In this study, I. ovatus samples were collected in March 2021 from Tue Village, Nujiang City, Yunnan Province, China (98°48′59.84″E, 26°34′20.56″N) and then preserved in 75% ethanol. The recognition of samples was conducted by Professor Chunhong Du based on the morphological characteristics (Lu et al. Citation2021). Then, the specimen was deposited in Parasitological Museum, Dali University NO. DLUP2103 (URL: http://www.dali.edu.cn/jcyxy/xkpt/jcyxsyjxzx/6431.htm, Contact person: Xing Yang, [email protected]). The entire DNA was extracted using the standard CTAB technique, for storage at −20 °C before use (Lu et al. Citation2021). The mitochondrial genome was sequenced on the Illumina NovaSeq platform (Shanghai Personal Biotechnology Co, Ltd) which was assembled using A5-miseq software (Coil et al. Citation2015), and genome annotations were performed using the Swiss-Prot web server (http://www.ebi.ac.uk/uniprot/).
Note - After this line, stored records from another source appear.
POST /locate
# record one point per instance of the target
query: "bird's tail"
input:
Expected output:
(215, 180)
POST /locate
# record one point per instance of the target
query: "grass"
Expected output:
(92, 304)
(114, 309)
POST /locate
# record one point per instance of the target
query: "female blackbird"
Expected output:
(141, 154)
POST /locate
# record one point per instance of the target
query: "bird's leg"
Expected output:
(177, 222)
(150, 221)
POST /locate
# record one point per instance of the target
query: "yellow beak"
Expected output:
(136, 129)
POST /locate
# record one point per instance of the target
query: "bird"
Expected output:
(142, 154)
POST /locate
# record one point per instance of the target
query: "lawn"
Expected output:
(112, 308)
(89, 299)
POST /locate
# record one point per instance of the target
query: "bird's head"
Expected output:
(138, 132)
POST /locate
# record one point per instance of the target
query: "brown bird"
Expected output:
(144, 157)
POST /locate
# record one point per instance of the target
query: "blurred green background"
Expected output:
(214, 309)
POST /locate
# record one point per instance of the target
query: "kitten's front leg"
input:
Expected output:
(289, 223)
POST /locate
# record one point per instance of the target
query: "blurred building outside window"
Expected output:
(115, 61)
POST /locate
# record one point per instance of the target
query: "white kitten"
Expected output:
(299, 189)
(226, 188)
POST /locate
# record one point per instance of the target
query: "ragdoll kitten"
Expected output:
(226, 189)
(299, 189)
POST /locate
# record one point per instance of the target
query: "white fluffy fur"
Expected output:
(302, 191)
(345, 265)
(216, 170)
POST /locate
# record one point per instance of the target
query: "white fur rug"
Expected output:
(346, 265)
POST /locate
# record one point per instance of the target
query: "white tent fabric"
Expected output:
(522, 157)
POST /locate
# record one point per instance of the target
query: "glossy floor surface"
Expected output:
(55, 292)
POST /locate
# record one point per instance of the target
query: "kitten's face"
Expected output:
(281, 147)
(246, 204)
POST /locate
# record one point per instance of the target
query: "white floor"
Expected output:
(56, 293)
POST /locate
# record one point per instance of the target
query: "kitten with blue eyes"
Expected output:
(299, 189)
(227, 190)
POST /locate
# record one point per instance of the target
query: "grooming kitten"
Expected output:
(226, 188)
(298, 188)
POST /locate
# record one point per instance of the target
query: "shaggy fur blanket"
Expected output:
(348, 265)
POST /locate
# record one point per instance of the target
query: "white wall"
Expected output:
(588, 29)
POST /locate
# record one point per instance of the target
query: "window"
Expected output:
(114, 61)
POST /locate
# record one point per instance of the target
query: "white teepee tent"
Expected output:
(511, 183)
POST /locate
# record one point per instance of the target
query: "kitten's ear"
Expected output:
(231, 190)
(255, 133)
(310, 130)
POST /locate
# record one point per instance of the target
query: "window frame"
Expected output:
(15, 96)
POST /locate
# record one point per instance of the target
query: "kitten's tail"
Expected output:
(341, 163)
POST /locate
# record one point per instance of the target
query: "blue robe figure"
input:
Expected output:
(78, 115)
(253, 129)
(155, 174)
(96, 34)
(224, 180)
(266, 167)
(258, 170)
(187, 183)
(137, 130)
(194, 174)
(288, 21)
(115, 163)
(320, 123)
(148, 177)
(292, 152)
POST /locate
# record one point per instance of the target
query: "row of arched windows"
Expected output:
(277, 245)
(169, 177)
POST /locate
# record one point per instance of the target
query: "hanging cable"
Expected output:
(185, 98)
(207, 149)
The mitochondrial genome of I. ovatus was determined as 14,520 bp (Genbank accession no. OM317739), involving 13 PCGs (cytb, nad1-6, atp8, nad4L, cox1-3, and atp6), 22 tRNAs, 2 rRNAs. The genetic order of the I. ovatus was identical to hard ticks. The entire base composition of the I. ovatus mitochondrial genome was determined as 37.54% A, 37.39% T, 16.24% C, 8.83% G. The size of I. ovatus small submit rRNA and large submit rRNA was 657 and 1,190 bp, respectively. It was discovered that the length of 22 tRNAs varied from 55 bp (tRNA-Ser) to 71 bp (tRNA-Lys), with 13 tRNAs encoded on the plus-strand (Thomas et al. Citation2013).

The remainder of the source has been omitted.